The New York Times’ mobile app, which the publisher once feared would cannibalize its desktop subscriber rate, has proven to be the watering hole where many of the Times’ young, engaged readers hang out. Readers within the app rank among the most loyal and committed, in terms of the Times’ engagement metrics.

“The mobile app is an audience-centric experience,” said Bryan Davis, senior manager of audience marketing at the Times. “It’s a slightly easier reading experience, it’s fast, and viewing and listening in the app is more intuitive. We know that all these moments are closely tied with subscription propensity.”

Readers who install an app are 60% more likely than the Times’ most active web readers to subscribe within the next 60 days.

Davis’ team works to get more readers to try the app experience and then join the Times’ 2.3 million digital subscribers (out of a total of 3.3 million print and digital subscribers, as of Q2).
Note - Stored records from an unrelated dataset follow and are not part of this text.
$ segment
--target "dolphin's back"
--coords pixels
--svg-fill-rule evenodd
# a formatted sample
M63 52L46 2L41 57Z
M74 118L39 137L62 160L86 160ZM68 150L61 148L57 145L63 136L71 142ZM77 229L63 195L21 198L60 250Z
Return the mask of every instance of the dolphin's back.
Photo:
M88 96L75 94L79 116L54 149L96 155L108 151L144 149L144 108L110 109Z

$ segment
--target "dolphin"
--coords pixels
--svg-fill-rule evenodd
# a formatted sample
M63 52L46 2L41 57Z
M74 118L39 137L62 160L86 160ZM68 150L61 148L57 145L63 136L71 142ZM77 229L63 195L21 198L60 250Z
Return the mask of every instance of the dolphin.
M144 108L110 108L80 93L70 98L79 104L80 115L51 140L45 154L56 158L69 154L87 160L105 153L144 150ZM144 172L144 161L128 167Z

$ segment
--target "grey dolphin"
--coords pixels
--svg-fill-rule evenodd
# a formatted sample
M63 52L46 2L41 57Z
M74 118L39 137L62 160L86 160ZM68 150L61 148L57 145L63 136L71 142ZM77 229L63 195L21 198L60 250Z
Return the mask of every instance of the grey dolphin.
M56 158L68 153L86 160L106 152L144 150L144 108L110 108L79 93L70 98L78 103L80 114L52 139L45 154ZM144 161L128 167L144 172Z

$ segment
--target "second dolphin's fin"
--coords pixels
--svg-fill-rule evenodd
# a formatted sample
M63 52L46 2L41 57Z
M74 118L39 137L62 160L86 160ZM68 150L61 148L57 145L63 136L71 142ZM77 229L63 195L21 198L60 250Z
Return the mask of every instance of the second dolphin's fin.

The Times markets its app by focusing on readers who are already consuming the Times’ via mobile web and social platforms like Facebook, Instagram, Twitter and Snapchat.

“We want to find people that have behaviors that cross over not only to engage with the app, but install it in the first place,” Davis said. “Installation is a hurdle in the industry as a whole.”

The Times has found success with calls-to-actions that focus on installing the app instead of subscribing. Once the user installs the app, “the gateway [or paywall] is a big conversion moment for us,” Davis said.. “And the likelihood to subscribe [after the paywall] is higher than what we typically see on desktop and mobile web,”

The mobile app helped the Times connect with younger potential subscribers. Since the November election, readers 18-24 have accounted for 14% of new monthly app installs, Davis said.

The Times markets to this demographic on the platforms where they’re more comfortable, and it uses softer messaging. On Instagram, for example, it doesn’t use calls-to-actions encouraging the user to subscribe right away.

“A subscription message might not be the first thing we want to show those readers, because as a younger subscriber they have a different conversion rate,” Davis said.

When it comes to driving app installs, Facebook Messenger has been a breakout hit, recently surpassing Facebook proper as the most efficient channel to reach college students.

On Facebook Messenger, readers are 30% more likely to click through app store pages and install Times products than average.

On Snapchat, where the Times started posting content in April, the publisher is exploring ways it can incorporate app-install ads – but it hasn’t started advertising there yet.

Many of these platforms have made it easier to run app-install campaigns in recent years, but that has also increased advertising costs. The Times hasn’t seen costs spiral the way games or freemium apps have, Davis said, in part because it’s always focused on marketing to a high-quality reader.

“We are less focused on scale and more on the quality of reader that we reach,” Davis said.

Using a marketing approach focused on attracting a quality reader is showing signs of paying off in terms of lifetime value.

Readers tend to consume longer stories and read across multiple different sections more than other readers, so they value their subscriptions more. And the Times is reaching a generation of younger readers who may subscribe for years to come.

“The retention rate for annual app subscribers is the highest of any of our subscription offerings,” Davis said.